Although Reed and her partners at UpWest were able to keep the cost of their T-shirt collaboration low, the star admits that supporting sustainable fashion usually comes with a few hurdles, including price and accessibility.

“Any time that you’re searching for anything that’s organic, recycled, upcycled or produced locally, there’s a premium to be paid for that,” the actress (who founded her sustainability-driven lifestyle brand, Bayou with Love, in 2017) tells PEOPLE. “It’s the job of the consumer and businesses to sort of prioritize that. I think as that becomes the norm, that premium will change.”

Nikki Reed
Jesse Grant/Getty

Reed says she’s seen a “huge shift” over the years in what buyers are craving and, in turn, what brands are willing to provide.

“We’re so concerned with what we put in our bodies now, which is great. You know, now people really prioritize farmer’s markets and buying organic local food, which is awesome,” she shares. “Now, we’re getting to this place in the world of fashion where we’re asking the same questions and putting the connections together that what we put on our bodies is also a big thing.”

But shopping ethical brands is just one way Reed and her family (she and Somerhalder share 2-year-old daughter Bodhi Soleil) are reducing their carbon footprint — they also practice sustainability around the house. And while it may be intimidating, the actress says there are actually plenty of easy ways to become more eco-friendly right now, even while cooped up inside amid the coronavirus pandemic.

Her suggestions?

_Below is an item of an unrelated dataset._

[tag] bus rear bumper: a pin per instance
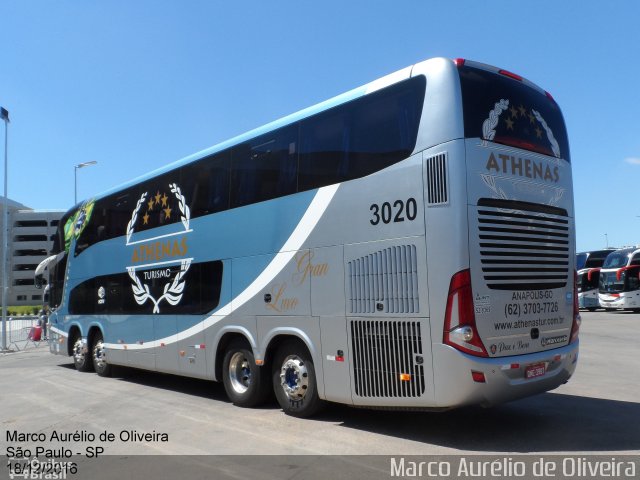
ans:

Watch environmental documentaries to learn more about pressing issues, get creative by repurposing basic pantry items, collect rain water in a bucket then use that to water your plants instead of picking up a garden hose and safely enjoy some fresh air if you are able.

Nikki Reed and Ian Somerhalder
Amy Sussman/Getty

“I think it’s an interesting time if you have a moment to start experimenting with things that you’ve always wanted to get around to,” she explains, adding, “I am uber sensitive to the fact that there’s a lot of loss happening right now. I can’t even begin to imagine people who have lost loved ones and jobs and homes.”

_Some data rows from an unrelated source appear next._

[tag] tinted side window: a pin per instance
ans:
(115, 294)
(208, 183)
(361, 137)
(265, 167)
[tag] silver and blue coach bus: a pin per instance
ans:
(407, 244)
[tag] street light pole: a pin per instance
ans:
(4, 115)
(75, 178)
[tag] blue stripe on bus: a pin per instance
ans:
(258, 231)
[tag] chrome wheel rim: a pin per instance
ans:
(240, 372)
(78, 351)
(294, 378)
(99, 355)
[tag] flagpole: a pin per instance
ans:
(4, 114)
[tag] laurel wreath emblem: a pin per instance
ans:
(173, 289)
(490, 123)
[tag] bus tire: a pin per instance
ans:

Reed concludes: “The one thing about tragedy is that, when experienced together, it has the ability to create a level of compassion that the world really needs right now. What we’re experiencing has crossed all lines. There’s no political alignment here. There is no country that defines this. There is no religion or race or age. We’re all human and we’re all experiencing the same thing.”